Its assumptions were based on there being no second wave of the virus, and on lockdown between gradually phased out between June and September.

The grim outlook came as the bank’s monetary policy committee decided to keep interest rates at a record-low 0.1%.

Spending on flights, hotels, restaurants and entertainment had dropped to one-fifth of previous levels, while shopping at high-street retailers had dropped by 80%.

The housing market has all but come to a standstill.

Andrew Bailey, who took over as the Bank’s governor in March, said: “The scale of the shock and the measures necessary to protect public health mean a significant loss of economic output has been inevitable in the near term.”

James Smith, research director at the Resolution Foundation, said: “The Bank’s scenario points to a fairly rapid recovery.

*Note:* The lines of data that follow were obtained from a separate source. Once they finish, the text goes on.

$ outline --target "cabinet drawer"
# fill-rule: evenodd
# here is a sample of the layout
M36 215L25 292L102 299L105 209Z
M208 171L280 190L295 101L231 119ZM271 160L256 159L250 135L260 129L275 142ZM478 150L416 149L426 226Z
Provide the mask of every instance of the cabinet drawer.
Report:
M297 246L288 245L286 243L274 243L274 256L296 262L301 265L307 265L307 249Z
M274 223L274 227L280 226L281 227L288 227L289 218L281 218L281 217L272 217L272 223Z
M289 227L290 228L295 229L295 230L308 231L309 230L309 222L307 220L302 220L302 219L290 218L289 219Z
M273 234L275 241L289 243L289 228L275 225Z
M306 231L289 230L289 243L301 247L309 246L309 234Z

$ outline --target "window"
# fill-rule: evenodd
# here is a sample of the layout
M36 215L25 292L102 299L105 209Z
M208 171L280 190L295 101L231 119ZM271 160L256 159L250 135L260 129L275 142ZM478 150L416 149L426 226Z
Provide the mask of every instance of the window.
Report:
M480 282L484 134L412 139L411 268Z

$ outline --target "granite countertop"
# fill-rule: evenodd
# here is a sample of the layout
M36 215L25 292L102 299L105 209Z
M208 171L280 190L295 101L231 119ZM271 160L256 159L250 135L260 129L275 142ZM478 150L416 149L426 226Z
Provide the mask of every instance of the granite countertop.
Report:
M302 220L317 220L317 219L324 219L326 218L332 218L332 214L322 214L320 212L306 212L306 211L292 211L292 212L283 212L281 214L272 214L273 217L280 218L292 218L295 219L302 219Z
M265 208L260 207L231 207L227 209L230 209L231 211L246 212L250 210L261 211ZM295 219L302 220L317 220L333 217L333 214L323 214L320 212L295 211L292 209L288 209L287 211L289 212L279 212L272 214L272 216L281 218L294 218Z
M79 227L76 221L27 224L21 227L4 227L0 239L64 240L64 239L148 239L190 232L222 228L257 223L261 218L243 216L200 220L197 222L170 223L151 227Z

But even if this were to materialise – and it is certainly not guaranteed – Britain is likely to be living with a legacy of high unemployment for some years to come.”

The monetary policy committee was split on whether to inject more stimulus into the economy, with two of its nine members voting to increase the latest round of quantitative easing by £100 billion

to £300bn.

Bailey said he expected any permanent damage from the pandemic to be “relatively small”.

Responding to the findings, the SNP’s shadow chancellor, Alison Thewliss, called on Treasury to go further in its financial support.

She said: “The dire economic scenario set out by the Bank of England –warning that the crisis is pushing the UK towards its deepest recession on record, rising unemployment, and the biggest economic slump in 300 years – must lead to the Treasury going further in its financial support for businesses and people so that no-one is left behind or pushed towards the brink.”